Dormir com a TV ligada pode prejudicar a qualidade do sono. O hábito expõe o organismo a luz e ruídos que dificultam a restauração física e mental, segundo evidências citadas por especialistas em sono.
A luz azul da tela inibe a produção de melatonina, hormônio que sinaliza a hora de dormir. Estudos citados por Harvard Health indicam que exposição noturna à luz artificial atrapalha o ritmo circadiano, dificultando estágios profundos do sono.
Dr. Gustavo Omena explica que o som da TV não funciona como ruído branco, pois é intermitente e varia de volume. Comerciais e cenas de ação ativam o sistema de vigilância do cérebro, promovendo microdespertares.
Impacto no sono
O sono é composto por ciclos que passam por estágios leves, sono REM e sono profundo. Estímulos externos mantêm o cérebro nos estágios 1 e 2, reduzindo o tempo dedicado ao REM e ao sono profundo.
Essa fragmentação resulta em menos restauração emocional e física, gerando uma sensação de cansaço persistente mesmo com horas na cama. A ideia de sono de qualidade é comprometida.
A exposição contínua à luz e ao ruído noturnos também pode gerar uma dívida de sono, conforme relatos de especialistas. O efeito acumulado pode alterar padrões de alerta e humor.

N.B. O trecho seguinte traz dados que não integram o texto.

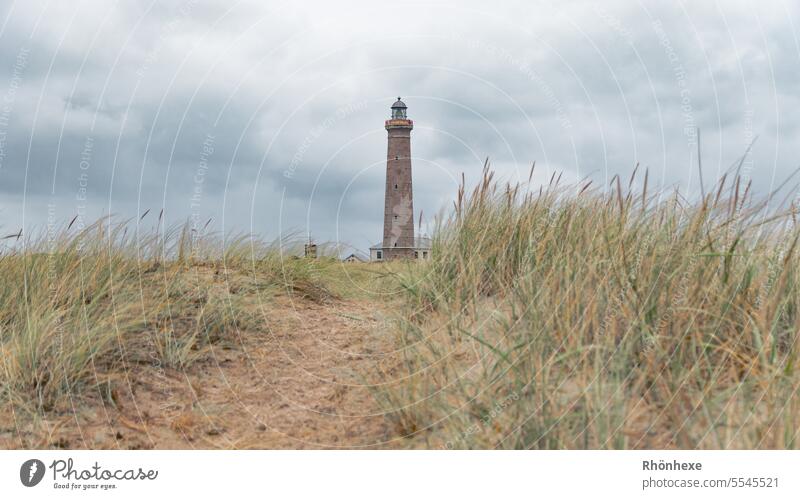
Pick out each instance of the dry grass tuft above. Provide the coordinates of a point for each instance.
(570, 318)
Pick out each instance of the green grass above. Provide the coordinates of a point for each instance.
(567, 317)
(77, 307)
(570, 318)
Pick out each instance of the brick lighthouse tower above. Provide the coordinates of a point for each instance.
(399, 240)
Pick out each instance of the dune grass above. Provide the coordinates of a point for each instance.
(573, 318)
(568, 317)
(78, 306)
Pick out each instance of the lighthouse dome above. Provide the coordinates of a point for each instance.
(399, 110)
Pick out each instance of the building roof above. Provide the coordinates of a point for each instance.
(421, 242)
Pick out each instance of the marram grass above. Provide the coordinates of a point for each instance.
(570, 318)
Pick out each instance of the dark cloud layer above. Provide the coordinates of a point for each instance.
(269, 118)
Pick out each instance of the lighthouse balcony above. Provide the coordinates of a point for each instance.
(398, 123)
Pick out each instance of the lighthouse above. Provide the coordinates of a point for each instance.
(399, 239)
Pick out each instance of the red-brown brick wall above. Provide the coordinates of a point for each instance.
(398, 215)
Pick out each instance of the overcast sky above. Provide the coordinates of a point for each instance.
(268, 116)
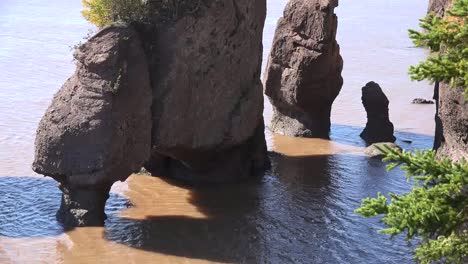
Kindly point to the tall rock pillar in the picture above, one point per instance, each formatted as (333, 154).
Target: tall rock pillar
(303, 75)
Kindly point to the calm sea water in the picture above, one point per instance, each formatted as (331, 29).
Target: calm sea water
(300, 212)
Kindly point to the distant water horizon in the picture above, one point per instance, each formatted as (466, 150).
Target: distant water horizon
(300, 212)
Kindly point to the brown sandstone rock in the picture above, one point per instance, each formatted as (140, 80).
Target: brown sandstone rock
(453, 115)
(207, 93)
(378, 127)
(303, 75)
(98, 128)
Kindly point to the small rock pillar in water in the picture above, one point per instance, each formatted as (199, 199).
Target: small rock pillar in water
(378, 127)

Consequências para a saúde
A luz artificial durante a noite está associada a riscos metabólicos e emocionais. Articulações entre estudos do NIH apontam impactos como ganho de peso, instabilidade de humor e déficits de memória.
Outros efeitos possíveis incluem desequilíbrios hormonais, com alterações em cortisol e insulina. A longo prazo, isso pode ampliar vulnerabilidades à saúde.

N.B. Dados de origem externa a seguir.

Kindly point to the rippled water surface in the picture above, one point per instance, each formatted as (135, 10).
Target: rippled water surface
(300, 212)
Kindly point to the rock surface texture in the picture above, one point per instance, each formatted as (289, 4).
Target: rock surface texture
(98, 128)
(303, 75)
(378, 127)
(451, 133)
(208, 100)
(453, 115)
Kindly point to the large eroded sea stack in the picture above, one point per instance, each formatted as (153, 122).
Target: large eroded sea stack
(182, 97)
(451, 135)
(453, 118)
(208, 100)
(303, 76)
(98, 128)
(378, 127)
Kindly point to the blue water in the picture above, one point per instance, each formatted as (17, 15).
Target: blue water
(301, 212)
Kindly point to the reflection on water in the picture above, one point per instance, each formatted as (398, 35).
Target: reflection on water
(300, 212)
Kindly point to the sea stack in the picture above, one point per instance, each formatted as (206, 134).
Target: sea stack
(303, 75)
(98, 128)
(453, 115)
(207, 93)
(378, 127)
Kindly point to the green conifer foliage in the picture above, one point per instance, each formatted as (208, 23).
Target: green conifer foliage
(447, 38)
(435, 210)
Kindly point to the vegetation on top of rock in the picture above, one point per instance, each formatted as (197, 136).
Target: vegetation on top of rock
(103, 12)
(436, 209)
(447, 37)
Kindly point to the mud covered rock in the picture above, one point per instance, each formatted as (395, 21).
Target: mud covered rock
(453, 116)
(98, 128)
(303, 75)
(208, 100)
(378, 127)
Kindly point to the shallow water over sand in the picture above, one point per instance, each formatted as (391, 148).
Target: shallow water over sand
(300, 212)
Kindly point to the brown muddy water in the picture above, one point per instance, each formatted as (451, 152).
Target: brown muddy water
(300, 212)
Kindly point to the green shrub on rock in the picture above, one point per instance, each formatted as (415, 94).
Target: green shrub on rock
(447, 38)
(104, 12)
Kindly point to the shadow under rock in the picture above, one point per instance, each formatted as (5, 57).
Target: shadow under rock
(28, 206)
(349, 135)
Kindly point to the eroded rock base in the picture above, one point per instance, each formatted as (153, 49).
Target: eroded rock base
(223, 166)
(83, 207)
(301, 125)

Alternativas para quem precisa de ruído
Opções consistentes de som, sem iluminação, ajudam a induzir o relaxamento. Ventiladores ou máquinas de ruído branco são sugeridos como substitutos.
Outra medida prática é usar a função sleep timer da TV. Assim, parte da noite ocorre com escuridão e silêncio adequados para o descanso restaurador.